I will list some of my "triggers" - aka shit that I prefer to avoid if possible - that were present at the center, and perhaps you can relate:
early mealtimes
soupy one-pot food (what they called "glop-n-go" at my kids' sleepaway camp)
low-protein, carb-heavy vegetarian emphasis
a popular diet guru on campus
mealtime discussions of his idea that we need to deal with "root causes of overeating" like "our emotions"
rancid food (not kidding)
way past use-by-date food (not even kidding)
...and like that.
Perfectly hospitable eating environment for some, but not me. Without intervention, I could be in trouble pretty quick. No fridges for student use, and I didn't have a lot of time to go off-campus and shop anyway.
Then I remembered the idea of harm reduction.

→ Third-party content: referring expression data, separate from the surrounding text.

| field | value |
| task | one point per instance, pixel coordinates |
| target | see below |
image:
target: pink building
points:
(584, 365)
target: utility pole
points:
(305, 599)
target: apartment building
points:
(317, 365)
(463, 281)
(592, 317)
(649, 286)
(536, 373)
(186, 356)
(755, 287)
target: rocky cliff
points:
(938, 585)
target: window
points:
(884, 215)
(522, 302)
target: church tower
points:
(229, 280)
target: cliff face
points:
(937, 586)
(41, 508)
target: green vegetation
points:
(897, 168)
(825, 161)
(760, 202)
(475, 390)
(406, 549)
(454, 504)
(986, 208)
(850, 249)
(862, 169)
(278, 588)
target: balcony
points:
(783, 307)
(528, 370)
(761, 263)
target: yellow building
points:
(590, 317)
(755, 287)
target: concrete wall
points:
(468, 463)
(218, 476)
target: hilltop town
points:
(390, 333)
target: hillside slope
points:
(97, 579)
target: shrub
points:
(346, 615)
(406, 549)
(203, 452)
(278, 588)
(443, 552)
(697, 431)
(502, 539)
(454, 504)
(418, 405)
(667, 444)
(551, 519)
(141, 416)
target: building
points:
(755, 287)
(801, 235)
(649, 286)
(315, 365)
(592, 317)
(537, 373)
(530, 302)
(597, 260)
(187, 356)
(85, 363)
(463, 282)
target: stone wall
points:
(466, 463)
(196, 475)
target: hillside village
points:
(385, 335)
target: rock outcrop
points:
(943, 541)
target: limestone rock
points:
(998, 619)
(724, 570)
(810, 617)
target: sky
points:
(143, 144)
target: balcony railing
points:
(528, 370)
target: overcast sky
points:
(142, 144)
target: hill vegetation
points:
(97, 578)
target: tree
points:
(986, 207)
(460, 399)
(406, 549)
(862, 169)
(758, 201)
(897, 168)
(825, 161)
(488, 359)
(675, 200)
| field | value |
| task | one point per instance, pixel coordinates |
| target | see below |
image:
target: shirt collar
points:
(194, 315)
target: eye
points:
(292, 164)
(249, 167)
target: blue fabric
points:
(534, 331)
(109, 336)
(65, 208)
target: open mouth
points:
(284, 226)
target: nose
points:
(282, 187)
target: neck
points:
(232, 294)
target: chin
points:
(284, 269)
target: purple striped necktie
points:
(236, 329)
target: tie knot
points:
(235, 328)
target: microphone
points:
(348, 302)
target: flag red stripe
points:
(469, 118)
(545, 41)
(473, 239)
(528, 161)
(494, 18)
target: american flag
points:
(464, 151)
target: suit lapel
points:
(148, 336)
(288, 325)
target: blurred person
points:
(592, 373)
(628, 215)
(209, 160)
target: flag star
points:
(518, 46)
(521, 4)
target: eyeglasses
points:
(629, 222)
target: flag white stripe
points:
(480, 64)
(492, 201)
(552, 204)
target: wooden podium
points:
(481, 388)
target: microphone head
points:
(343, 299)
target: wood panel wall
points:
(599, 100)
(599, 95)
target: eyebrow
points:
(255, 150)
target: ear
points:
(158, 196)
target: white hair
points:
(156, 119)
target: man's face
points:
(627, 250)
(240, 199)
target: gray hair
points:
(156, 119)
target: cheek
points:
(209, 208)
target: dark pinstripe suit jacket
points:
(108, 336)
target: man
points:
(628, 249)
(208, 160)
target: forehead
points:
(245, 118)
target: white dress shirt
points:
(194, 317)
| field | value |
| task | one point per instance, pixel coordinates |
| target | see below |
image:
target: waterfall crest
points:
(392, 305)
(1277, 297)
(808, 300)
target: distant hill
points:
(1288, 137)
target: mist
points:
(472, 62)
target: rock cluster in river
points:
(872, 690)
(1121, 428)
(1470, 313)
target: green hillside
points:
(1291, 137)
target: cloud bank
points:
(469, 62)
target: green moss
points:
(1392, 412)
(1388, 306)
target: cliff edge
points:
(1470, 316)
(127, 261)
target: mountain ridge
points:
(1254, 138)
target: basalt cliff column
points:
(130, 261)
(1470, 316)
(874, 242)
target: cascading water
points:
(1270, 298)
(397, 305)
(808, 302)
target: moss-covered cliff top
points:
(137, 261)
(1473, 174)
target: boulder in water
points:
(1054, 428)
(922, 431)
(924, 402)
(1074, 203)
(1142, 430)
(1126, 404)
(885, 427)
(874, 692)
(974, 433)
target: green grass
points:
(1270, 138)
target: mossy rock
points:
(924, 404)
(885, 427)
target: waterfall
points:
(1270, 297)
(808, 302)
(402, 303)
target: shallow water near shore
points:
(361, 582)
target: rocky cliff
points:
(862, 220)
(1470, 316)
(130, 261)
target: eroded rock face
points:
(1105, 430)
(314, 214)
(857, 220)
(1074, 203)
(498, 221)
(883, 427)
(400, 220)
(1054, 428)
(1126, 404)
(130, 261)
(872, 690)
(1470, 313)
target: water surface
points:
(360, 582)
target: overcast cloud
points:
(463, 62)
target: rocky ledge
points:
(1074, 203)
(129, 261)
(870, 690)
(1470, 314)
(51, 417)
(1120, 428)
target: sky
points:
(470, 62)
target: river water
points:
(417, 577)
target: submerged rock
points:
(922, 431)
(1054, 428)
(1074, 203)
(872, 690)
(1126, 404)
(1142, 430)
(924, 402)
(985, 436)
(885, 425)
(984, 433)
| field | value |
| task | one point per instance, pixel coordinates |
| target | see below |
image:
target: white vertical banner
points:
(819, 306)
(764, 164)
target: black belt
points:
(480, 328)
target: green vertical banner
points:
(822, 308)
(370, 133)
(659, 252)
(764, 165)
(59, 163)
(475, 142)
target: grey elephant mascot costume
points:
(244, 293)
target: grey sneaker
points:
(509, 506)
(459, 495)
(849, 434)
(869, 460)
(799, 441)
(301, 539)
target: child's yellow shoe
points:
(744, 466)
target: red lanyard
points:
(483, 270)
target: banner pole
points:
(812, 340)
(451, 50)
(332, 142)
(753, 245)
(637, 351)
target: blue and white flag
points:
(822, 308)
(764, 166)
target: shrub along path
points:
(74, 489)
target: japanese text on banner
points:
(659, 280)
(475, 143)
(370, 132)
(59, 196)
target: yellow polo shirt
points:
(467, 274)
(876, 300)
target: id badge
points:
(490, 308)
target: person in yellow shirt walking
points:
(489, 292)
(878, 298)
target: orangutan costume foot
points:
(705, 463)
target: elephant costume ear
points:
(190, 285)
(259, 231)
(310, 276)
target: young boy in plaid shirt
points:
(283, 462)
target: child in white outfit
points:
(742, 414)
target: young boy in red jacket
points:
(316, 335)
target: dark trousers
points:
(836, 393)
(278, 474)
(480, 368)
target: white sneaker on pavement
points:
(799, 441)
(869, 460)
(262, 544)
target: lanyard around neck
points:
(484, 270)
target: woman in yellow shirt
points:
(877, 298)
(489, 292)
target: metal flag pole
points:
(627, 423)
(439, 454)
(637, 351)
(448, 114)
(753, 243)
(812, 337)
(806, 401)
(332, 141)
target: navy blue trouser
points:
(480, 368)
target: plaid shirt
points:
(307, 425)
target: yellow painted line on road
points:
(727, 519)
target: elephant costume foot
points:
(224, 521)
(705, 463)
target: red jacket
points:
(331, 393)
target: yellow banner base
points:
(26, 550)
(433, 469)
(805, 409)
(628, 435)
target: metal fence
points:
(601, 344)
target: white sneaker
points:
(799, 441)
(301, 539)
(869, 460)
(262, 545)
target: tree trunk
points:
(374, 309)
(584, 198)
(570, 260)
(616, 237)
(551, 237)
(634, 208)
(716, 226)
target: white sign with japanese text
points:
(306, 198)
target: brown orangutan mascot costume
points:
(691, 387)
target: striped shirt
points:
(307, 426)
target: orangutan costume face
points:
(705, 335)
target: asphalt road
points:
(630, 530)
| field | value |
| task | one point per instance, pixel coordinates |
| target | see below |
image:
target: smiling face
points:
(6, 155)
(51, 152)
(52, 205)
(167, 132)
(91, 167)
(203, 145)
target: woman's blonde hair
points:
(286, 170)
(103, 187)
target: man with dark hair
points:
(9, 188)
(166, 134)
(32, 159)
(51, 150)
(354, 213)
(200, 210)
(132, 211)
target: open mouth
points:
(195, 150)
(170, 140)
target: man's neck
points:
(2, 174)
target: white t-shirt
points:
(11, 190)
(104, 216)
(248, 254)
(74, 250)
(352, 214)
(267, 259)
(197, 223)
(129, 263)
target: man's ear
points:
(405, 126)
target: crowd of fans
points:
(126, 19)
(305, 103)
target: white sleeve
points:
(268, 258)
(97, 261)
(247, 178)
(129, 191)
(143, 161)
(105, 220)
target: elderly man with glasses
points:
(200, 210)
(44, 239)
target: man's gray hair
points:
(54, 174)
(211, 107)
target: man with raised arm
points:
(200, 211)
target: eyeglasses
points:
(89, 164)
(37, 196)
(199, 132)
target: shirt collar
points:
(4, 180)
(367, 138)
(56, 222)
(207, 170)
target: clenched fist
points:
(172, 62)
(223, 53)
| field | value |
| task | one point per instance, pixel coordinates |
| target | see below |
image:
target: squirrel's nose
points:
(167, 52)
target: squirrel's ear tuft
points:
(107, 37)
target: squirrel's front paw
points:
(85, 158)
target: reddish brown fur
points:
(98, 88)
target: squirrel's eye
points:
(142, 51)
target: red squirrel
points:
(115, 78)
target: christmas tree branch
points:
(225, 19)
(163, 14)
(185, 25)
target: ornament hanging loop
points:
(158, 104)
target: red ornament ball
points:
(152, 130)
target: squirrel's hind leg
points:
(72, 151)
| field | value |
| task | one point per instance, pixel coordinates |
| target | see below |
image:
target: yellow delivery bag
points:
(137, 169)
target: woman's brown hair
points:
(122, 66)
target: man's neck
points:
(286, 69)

Do you know this idea? I'm going to oversimplify, because it comes from the world of drugs, which is not really not my world. Here are a couple things I do know:
The concept of harm reduction involves the idea that we won't be rid of drugs today. What's possible today is reducing the harm they do. So how shall we do that?
Well, if you're in an environment that's not the best for you, one where you have limited control over what's being served at meals, limited choice about mealtimes, you're doing challenging work for long hours and you're without the supports you rely on to manage any remaining bingey impulses - like ADEQUATE PROTEIN FFS - and the very experience of loss of control itself being something you find triggery, well... Here's what I do:
I look at the hills I'm normally willing to die on. Some are:
No bingeing. No matter what.
No seconds. Slippery slope; bad news for me.
No verifiably bad food, like rancid or borderline-rotting food. Come on.
No subjectively bad food. Like, how you gonna keep em down on the farm after they've had Audrey Jane's Pizza Garage pizza? I'd have to be near death to say Don't mind if I do! to an offer of Tombstone now.
Protein first.
And there's a few more. But in an uncommonly challenging environment, on Harm Reduction Protocols, I decided to relax a few things. I mostly relied on peanut butter sandwiches. I did have seconds when I found something I liked. I threw away more food in one week than in my entire time at boarding school. And I was truly grateful for the sad pizza.
Not optimal. But way less harm than saying This must be hell so fuck it, which I was always prone to before, and which we all recognize as a giant hallmark of bad habits and addiction in every domain.
That makes this another reminder that perfection is never the goal. Thank goodness.